As discussed in the previous chapter, none of this will be possible without a new technical infrastructure structured around APIs that enable communication among different software systems. To facilitate smooth operations and seamless user experiences, businesses should focus on building an efficient, intuitive API infrastructure tailored to agentic needs, ensuring that AI agents can navigate the platform securely, authenticate users correctly, and manage secure transactions. And it will be crucial to build the capabilities to differentiate between a benign agent and a malicious bot. (For more on managing agentic risk and trust, see chapter 4 below.)

As AI agents increasingly influence consumer purchasing decisions, businesses must evolve to ensure their products and services are easily discoverable—not just by people, but by the agentic systems acting on their behalf. In fact, designing the “agent experience” could soon become as important a consideration as the customer experience. OpenAI took a major step in this direction with the recent announcement that it was releasing an AI-native web browser with agentic products, such as Operator, integrated into the browsing experience. This shift transcends traditional SEO, which stands to become less relevant in an agentic world. Instead, companies will need to understand and align with the data structures, preferences, and decision-making logic of AI agents—while still preserving the emotional, brand-driven experiences that build trust and loyalty with people.

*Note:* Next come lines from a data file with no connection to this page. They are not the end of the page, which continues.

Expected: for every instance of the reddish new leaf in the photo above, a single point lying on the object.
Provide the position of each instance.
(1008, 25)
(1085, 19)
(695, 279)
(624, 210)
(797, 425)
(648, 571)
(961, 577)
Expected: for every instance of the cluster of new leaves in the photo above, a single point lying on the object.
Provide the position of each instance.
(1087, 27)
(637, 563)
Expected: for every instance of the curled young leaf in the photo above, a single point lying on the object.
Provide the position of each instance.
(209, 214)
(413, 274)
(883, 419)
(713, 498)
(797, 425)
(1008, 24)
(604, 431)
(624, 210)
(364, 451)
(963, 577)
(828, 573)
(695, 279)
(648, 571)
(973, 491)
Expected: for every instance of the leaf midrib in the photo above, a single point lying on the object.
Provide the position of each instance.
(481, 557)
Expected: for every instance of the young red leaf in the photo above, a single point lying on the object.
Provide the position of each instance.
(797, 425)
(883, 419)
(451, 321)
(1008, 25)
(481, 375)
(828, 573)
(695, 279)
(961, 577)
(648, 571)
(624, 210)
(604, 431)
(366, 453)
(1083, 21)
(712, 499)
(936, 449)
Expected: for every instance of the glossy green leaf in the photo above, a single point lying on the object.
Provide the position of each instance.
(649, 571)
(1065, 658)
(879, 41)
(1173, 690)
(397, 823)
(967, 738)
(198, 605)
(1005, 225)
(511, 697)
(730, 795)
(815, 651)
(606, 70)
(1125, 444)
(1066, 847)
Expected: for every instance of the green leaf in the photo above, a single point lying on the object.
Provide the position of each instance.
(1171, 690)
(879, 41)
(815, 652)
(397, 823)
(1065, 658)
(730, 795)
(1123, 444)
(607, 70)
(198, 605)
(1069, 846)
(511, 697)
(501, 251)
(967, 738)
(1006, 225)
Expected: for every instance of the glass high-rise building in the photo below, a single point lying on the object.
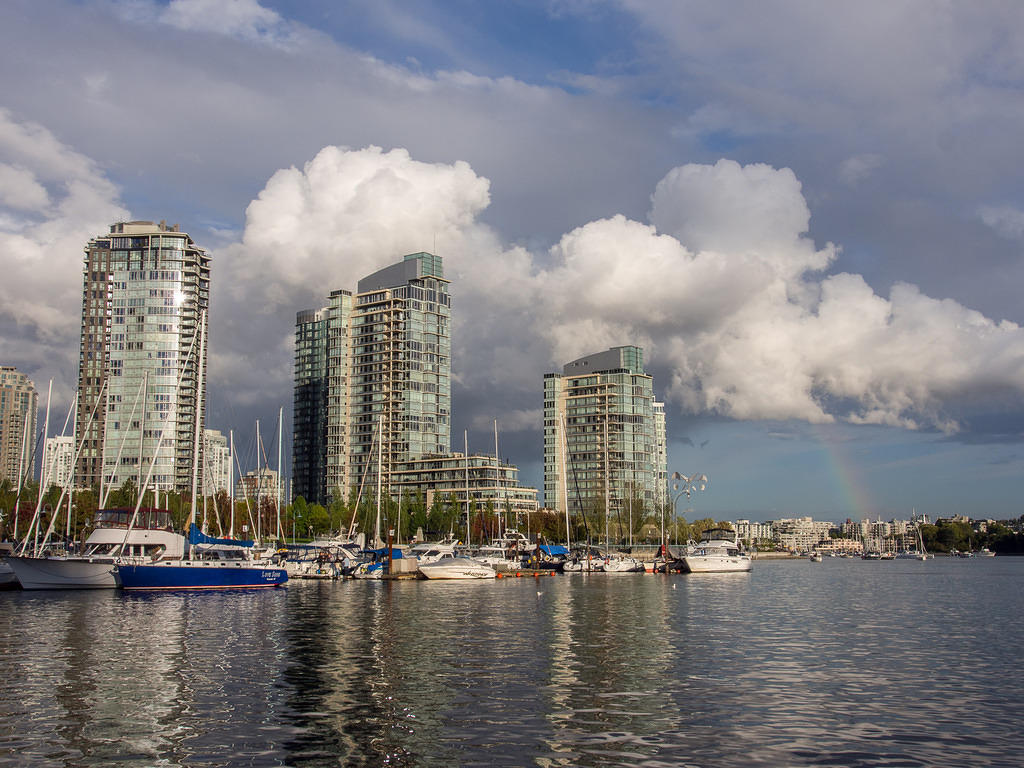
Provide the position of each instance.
(379, 359)
(18, 407)
(144, 288)
(603, 434)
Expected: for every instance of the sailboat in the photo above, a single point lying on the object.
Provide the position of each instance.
(212, 563)
(113, 540)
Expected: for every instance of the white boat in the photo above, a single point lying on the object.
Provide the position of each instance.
(457, 566)
(322, 558)
(428, 552)
(7, 578)
(622, 564)
(717, 552)
(151, 540)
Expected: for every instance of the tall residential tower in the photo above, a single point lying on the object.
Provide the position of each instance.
(603, 434)
(375, 361)
(145, 287)
(18, 406)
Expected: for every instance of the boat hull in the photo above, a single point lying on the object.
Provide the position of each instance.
(200, 574)
(713, 564)
(62, 573)
(452, 568)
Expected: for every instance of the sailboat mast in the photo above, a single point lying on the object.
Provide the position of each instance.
(71, 474)
(259, 485)
(465, 437)
(230, 480)
(141, 432)
(607, 482)
(20, 472)
(565, 482)
(199, 419)
(42, 474)
(380, 476)
(498, 480)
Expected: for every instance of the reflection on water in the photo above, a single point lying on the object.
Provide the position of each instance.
(840, 664)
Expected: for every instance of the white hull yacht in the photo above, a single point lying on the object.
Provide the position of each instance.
(111, 543)
(456, 566)
(717, 552)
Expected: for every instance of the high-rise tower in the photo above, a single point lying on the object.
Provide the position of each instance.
(376, 360)
(144, 288)
(603, 434)
(18, 406)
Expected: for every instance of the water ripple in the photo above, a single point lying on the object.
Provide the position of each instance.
(844, 664)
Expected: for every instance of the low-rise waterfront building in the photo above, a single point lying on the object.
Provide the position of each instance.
(482, 477)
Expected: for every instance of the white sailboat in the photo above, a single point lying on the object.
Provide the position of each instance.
(717, 552)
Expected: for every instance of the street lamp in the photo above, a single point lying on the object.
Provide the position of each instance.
(682, 485)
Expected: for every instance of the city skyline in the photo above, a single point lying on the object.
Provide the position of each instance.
(811, 224)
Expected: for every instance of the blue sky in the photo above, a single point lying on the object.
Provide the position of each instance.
(810, 215)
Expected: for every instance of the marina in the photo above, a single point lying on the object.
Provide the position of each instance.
(793, 664)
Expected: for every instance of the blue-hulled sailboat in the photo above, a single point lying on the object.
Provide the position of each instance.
(212, 563)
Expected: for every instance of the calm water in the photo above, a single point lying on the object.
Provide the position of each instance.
(839, 664)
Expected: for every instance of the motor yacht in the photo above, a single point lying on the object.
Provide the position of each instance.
(717, 552)
(457, 566)
(114, 541)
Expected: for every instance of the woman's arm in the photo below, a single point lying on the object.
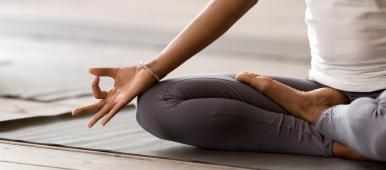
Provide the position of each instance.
(129, 82)
(213, 21)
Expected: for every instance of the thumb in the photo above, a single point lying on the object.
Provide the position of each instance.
(110, 72)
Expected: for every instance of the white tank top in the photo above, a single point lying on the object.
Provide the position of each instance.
(348, 43)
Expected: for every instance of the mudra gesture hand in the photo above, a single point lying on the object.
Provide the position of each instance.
(129, 82)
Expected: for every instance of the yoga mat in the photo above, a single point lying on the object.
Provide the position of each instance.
(124, 135)
(13, 109)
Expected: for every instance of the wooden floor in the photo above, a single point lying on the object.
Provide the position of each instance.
(16, 155)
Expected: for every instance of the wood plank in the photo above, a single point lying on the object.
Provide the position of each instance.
(67, 158)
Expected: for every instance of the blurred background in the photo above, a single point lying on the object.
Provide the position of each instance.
(46, 46)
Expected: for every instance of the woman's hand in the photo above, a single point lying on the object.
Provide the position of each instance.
(129, 82)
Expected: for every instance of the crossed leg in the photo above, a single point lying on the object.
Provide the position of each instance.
(307, 105)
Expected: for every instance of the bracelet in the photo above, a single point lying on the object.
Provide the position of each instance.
(143, 65)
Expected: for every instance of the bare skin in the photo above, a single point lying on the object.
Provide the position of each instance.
(212, 22)
(305, 105)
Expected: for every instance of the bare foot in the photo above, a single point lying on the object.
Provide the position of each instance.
(306, 105)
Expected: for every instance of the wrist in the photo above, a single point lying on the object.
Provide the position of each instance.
(155, 67)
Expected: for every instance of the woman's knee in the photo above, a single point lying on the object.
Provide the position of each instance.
(150, 109)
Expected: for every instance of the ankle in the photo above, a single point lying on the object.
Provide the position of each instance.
(265, 83)
(342, 151)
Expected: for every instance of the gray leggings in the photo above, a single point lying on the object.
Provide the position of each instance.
(218, 112)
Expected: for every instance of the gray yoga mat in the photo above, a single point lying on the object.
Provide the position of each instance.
(124, 135)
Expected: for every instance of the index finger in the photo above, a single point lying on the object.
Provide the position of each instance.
(87, 109)
(98, 93)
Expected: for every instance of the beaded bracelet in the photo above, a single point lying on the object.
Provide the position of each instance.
(143, 65)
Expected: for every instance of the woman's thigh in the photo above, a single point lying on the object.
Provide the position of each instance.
(218, 112)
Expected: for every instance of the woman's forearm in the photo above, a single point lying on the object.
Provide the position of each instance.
(213, 21)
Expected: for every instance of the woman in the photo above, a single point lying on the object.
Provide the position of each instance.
(339, 112)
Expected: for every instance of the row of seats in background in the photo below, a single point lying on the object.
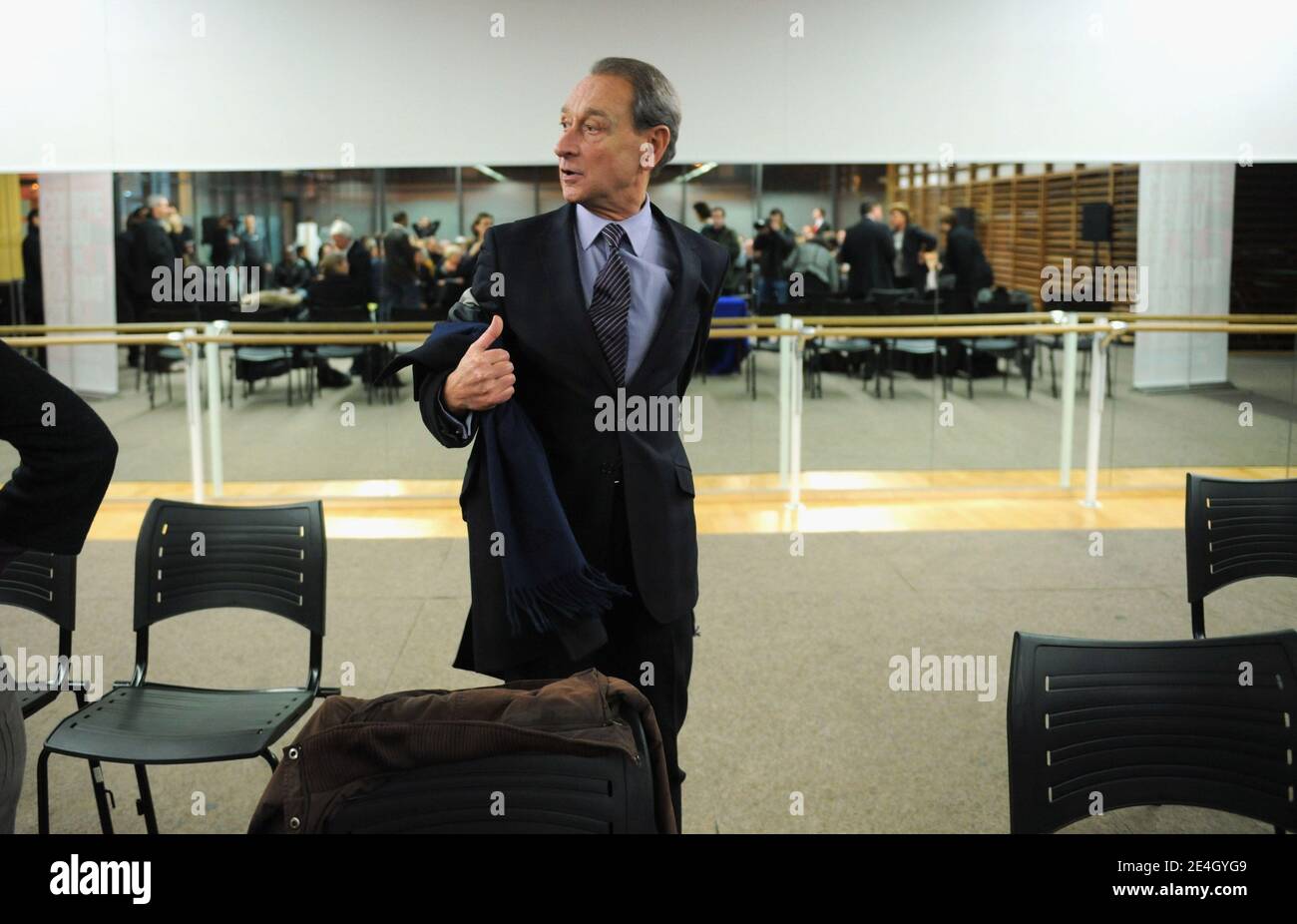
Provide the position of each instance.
(876, 359)
(1200, 721)
(272, 560)
(301, 365)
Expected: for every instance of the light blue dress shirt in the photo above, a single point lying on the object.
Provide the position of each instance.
(652, 266)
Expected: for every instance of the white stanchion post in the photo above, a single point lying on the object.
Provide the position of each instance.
(795, 388)
(785, 322)
(1097, 385)
(212, 352)
(1069, 396)
(193, 405)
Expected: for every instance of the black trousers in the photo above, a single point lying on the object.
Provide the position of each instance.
(656, 659)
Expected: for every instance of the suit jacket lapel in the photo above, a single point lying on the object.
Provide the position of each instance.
(682, 296)
(563, 274)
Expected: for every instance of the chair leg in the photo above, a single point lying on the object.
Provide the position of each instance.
(144, 804)
(43, 791)
(102, 797)
(96, 780)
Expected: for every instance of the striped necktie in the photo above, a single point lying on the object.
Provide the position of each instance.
(610, 303)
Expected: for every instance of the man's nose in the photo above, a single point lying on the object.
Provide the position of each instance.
(566, 146)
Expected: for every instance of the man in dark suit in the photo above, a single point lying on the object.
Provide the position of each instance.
(602, 296)
(868, 250)
(909, 244)
(65, 462)
(359, 263)
(151, 249)
(965, 258)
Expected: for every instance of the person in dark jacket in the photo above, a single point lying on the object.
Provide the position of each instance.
(33, 288)
(967, 261)
(223, 241)
(770, 246)
(400, 272)
(869, 251)
(151, 248)
(292, 271)
(909, 244)
(724, 235)
(481, 225)
(358, 259)
(66, 460)
(124, 264)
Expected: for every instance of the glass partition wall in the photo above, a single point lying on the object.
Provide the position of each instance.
(876, 411)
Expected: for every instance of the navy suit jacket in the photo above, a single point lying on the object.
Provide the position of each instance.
(527, 271)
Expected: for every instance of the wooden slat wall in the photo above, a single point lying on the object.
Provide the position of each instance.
(1028, 223)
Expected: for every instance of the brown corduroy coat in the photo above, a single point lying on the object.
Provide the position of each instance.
(348, 739)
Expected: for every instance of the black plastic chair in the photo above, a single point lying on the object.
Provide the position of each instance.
(260, 558)
(362, 356)
(1019, 349)
(548, 793)
(1235, 530)
(46, 584)
(254, 363)
(1150, 723)
(156, 361)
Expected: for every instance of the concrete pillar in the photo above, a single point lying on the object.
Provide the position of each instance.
(77, 233)
(1185, 237)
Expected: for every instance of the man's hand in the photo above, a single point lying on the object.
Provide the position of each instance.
(484, 376)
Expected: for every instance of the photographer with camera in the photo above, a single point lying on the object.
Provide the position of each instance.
(770, 246)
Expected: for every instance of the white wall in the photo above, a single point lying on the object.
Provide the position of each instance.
(137, 85)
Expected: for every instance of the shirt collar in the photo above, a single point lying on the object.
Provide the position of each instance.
(637, 228)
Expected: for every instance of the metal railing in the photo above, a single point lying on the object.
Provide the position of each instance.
(791, 332)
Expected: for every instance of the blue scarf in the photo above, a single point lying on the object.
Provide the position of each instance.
(549, 584)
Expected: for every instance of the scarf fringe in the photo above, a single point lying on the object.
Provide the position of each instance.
(565, 600)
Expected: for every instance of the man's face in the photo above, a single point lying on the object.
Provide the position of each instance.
(598, 148)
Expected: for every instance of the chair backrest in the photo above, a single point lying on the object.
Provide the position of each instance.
(43, 583)
(1110, 724)
(198, 557)
(338, 313)
(1235, 530)
(887, 297)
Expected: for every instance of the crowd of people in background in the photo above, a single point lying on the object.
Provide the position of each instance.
(409, 267)
(402, 268)
(874, 253)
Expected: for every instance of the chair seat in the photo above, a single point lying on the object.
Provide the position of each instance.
(33, 699)
(848, 344)
(991, 342)
(260, 353)
(157, 723)
(917, 346)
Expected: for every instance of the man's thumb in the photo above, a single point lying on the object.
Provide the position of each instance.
(493, 329)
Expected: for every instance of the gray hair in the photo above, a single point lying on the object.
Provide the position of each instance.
(655, 102)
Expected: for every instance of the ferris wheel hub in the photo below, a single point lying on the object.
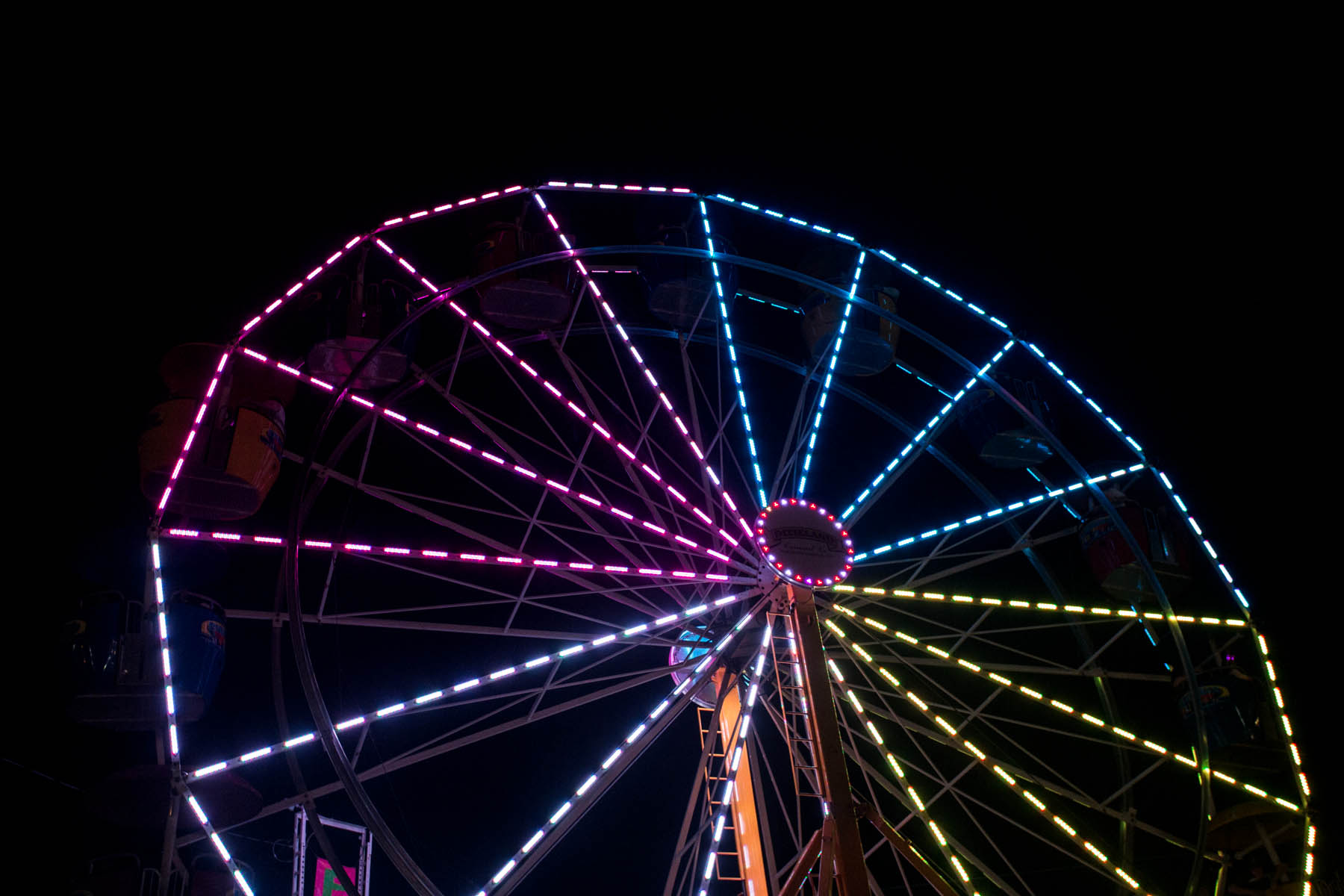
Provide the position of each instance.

Agentic commerce is flipping the script on how consumers engage with the digital world. We’re entering an era where AI agents won’t just assist—they’ll decide. Business models need to evolve from optimizing clicks to earning trust from algorithms acting for consumers. This raises questions: How do you make your offering ‘agent discoverable’? What does brand loyalty mean when decisions are delegated? How do you build for a world where the buyer is a model acting in someone’s best interest? Leaders need to ask: Are we building experiences for people or their agents? Because increasingly, the agent will be the customer.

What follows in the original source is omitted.